With their destruction comes the disappearance of complex structures of social and economic dependencies, said Hyun Shin, a lecturer in urban geography at the London School of Economics and Political Science who studied the social impact of urban redevelopment in Beijing.
"They are disconnected from their previous neighbors and are detached from the new community," said Shin. "There might be some trauma and shock, as well as health issues and psychological implications."
Relocation can be particularly hard on the elderly, who usually move to the outskirts of Beijing while their children manage remain in the city. This disintegration of the family unit creates new stress when it comes to caring for grandparents who traditionally would have relied on younger generations to look after them, said Shin.
"There are different combinations of living which become very individualized," he said.

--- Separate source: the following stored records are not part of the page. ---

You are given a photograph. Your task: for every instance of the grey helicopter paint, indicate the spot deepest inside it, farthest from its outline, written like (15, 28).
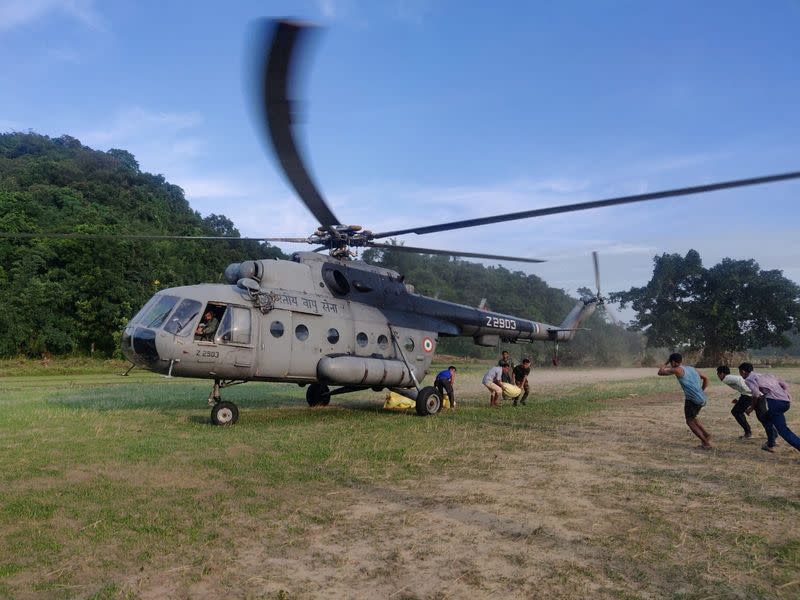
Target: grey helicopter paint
(316, 320)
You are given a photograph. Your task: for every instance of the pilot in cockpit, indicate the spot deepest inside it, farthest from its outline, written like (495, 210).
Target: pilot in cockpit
(207, 326)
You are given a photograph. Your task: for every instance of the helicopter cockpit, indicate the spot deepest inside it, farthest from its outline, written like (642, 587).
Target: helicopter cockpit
(169, 321)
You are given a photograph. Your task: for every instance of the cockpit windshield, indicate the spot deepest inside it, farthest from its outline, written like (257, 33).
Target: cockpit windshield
(155, 311)
(183, 316)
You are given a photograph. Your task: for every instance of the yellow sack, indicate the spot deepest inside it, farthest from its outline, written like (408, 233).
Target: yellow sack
(396, 401)
(510, 391)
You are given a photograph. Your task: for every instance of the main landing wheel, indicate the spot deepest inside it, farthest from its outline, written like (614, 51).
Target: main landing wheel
(224, 413)
(318, 394)
(428, 401)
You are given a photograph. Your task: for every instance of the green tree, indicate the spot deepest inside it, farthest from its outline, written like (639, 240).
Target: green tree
(72, 295)
(731, 307)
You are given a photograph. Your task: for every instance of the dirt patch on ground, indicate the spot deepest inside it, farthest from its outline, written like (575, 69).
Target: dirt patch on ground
(620, 504)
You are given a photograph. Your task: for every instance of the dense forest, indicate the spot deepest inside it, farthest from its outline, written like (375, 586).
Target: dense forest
(65, 296)
(74, 295)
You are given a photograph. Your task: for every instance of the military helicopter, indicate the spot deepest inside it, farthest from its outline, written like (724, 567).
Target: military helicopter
(330, 322)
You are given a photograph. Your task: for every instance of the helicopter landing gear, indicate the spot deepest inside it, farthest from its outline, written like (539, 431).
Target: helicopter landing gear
(224, 413)
(318, 394)
(428, 401)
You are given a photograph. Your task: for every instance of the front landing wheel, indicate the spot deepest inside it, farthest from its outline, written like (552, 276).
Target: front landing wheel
(224, 413)
(318, 394)
(428, 402)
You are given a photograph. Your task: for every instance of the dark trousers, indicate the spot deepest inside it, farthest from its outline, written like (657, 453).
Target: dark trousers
(444, 385)
(775, 416)
(769, 428)
(738, 410)
(525, 389)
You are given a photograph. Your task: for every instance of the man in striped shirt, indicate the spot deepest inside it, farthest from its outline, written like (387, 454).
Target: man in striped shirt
(775, 391)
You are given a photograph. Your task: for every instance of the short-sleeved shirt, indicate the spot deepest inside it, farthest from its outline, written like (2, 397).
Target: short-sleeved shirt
(521, 372)
(509, 362)
(692, 386)
(444, 375)
(492, 374)
(737, 383)
(770, 386)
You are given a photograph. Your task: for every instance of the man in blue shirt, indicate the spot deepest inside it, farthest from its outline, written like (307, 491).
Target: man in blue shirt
(444, 383)
(695, 398)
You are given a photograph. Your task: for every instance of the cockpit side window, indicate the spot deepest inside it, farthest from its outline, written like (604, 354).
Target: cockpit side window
(235, 327)
(208, 327)
(155, 312)
(181, 320)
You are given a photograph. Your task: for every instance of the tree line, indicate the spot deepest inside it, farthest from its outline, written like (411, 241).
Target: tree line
(64, 296)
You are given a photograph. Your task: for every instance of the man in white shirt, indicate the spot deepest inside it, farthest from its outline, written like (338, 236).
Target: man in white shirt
(743, 404)
(492, 380)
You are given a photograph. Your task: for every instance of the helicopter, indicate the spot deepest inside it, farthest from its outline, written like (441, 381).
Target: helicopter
(330, 322)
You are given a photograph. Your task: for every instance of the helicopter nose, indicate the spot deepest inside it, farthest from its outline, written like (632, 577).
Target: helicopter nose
(139, 346)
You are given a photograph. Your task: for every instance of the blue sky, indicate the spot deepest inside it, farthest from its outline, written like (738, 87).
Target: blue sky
(420, 111)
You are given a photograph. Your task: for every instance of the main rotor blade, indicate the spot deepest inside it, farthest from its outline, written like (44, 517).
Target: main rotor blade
(122, 236)
(596, 272)
(452, 253)
(540, 212)
(280, 52)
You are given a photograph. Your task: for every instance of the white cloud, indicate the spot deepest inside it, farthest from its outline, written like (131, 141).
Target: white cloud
(328, 8)
(137, 123)
(18, 13)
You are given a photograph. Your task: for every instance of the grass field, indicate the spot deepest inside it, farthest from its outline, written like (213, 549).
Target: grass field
(118, 487)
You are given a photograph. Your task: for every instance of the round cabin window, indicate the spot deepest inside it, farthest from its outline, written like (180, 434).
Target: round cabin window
(276, 329)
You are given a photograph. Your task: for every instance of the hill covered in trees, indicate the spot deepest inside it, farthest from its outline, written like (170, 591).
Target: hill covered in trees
(74, 295)
(65, 296)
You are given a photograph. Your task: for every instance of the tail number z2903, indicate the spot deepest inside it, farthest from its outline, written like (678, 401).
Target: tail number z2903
(501, 323)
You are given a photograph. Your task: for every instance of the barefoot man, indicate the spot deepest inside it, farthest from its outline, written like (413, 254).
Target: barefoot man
(693, 383)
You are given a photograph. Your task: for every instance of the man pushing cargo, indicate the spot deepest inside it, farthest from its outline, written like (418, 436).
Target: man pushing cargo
(493, 380)
(693, 383)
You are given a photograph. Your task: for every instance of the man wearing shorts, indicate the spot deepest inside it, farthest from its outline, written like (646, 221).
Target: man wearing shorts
(775, 392)
(694, 384)
(444, 383)
(521, 373)
(492, 380)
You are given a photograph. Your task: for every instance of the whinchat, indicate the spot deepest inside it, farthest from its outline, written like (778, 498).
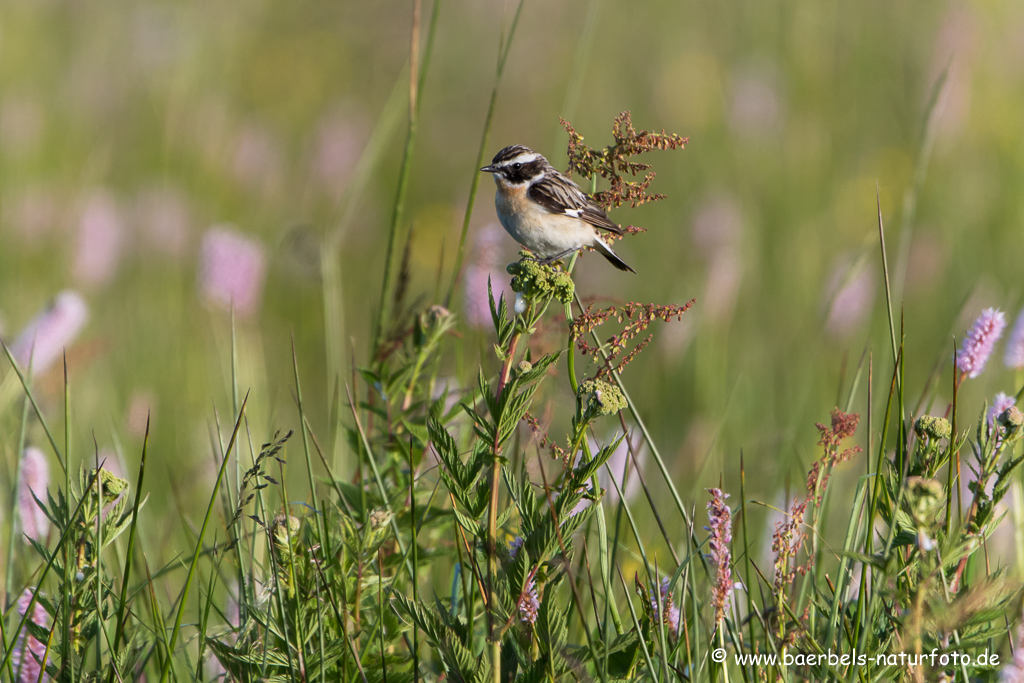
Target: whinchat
(545, 211)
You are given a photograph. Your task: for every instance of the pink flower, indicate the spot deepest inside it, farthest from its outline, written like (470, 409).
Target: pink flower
(35, 479)
(671, 610)
(1015, 347)
(851, 296)
(1014, 671)
(978, 343)
(529, 604)
(231, 270)
(44, 339)
(28, 653)
(720, 517)
(100, 235)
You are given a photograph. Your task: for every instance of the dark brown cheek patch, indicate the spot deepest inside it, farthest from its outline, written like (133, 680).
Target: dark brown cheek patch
(525, 172)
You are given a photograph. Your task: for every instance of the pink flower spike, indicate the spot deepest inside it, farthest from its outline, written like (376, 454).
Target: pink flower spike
(720, 518)
(43, 340)
(1015, 347)
(979, 341)
(231, 269)
(35, 479)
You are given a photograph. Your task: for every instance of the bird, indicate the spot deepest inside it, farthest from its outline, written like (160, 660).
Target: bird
(545, 211)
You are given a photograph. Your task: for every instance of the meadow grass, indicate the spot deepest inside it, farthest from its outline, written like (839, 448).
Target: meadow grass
(455, 519)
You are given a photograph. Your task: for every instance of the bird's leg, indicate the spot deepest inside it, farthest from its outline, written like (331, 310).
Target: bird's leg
(551, 259)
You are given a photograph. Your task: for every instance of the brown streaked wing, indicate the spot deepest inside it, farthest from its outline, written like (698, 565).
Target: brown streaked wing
(558, 194)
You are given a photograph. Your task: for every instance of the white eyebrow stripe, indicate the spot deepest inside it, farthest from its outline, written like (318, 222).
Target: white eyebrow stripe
(522, 159)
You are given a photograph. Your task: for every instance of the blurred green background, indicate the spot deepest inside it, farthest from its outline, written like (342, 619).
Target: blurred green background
(158, 120)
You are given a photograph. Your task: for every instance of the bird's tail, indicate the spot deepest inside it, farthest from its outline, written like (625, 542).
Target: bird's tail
(605, 251)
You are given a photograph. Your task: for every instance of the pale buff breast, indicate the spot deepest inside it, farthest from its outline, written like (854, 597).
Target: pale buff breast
(543, 232)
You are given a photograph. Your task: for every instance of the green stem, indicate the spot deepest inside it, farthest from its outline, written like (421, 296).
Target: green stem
(416, 81)
(503, 54)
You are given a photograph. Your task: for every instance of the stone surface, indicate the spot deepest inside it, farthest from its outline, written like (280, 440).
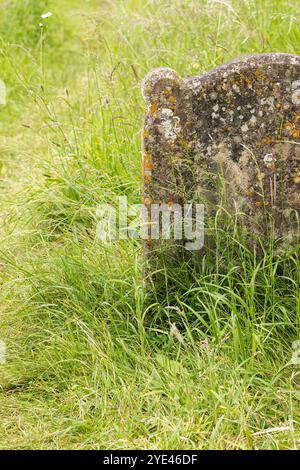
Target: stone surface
(239, 124)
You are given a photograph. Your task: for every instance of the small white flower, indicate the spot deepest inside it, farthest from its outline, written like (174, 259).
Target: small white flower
(46, 15)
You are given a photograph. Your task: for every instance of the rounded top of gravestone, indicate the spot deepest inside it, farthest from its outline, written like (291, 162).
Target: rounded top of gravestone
(158, 81)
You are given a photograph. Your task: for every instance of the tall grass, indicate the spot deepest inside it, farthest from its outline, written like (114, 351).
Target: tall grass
(93, 360)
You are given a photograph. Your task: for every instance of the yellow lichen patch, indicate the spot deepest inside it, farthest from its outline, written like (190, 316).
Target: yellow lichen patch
(267, 141)
(258, 73)
(245, 79)
(172, 99)
(260, 176)
(297, 179)
(148, 164)
(184, 144)
(153, 108)
(296, 134)
(147, 201)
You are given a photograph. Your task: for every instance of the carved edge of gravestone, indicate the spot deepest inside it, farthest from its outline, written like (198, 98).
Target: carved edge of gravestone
(168, 115)
(161, 90)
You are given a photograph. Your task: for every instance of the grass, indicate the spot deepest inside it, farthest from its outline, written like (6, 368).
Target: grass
(93, 360)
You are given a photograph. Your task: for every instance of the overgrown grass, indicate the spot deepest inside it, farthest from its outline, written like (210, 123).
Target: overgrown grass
(92, 360)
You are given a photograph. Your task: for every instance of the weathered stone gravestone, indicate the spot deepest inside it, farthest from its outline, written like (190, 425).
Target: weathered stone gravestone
(232, 131)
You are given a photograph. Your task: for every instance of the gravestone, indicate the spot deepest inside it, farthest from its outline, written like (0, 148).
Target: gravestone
(232, 131)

A retired soldier surnamed Lu is one example. The 71-year-old had a home that was demolished in the Haidian district village, the same area where Xi set himself on fire. Unlike Xi, however, Lu accepted the compensation developers offered him.
"I didn't want to be in the way of a government project," Lu said.
He now lives alone, renting a transitional housing unit for 1,500 yuan ($220) per month. His son and two daughters have moved elsewhere. During the interview with METRO, a boiling pot of vegetables started to burn on Lu's stove, spreading smoke throughout the small flat.
"I am getting old and accustomed to living on the ground floor, so when I moved into an apartment building, climbing stairs, even three floors, was a difficult job for me," said Lu.
Lu said he misses life in his old house. During summers, he and his neighbors would sit outside and chat.
Despite the home's dismantling, at least Lu still has the fragments of a life he can glue back together and then move on.
For Xi, it is a far different story.
He and his wife, a US citizen, have been in a Beijing hospital for weeks. Xi, who holds a US permanent residence card, is recovering, but the couple have nowhere else to go. No one in their family does.
Xi's family was offered three two-room apartments and 640,000 yuan as compensation. The family rejected the offer.
In December Xi's brother filed a lawsuit against the Beiwu village committee, but the suit was rejected by a Haidian district court on grounds local officials acted according to law. The brother has appealed the case to the Beijing No 1 Intermediate Court but has not received a response.
Xi says his self-immolation was not premeditated but instead a spontaneous act of anger and desperation. At the moment, he thought it seemed worth sacrificing his life to protest the destruction of his home.
"I don't think about the future," said Xi. "I don't even see a future."
But he remembers the past fondly.
"The view from the old house was very beautiful," he said while sitting in a wheelchair, blankets wrapped around his scorched skin. "It was a very pretty place."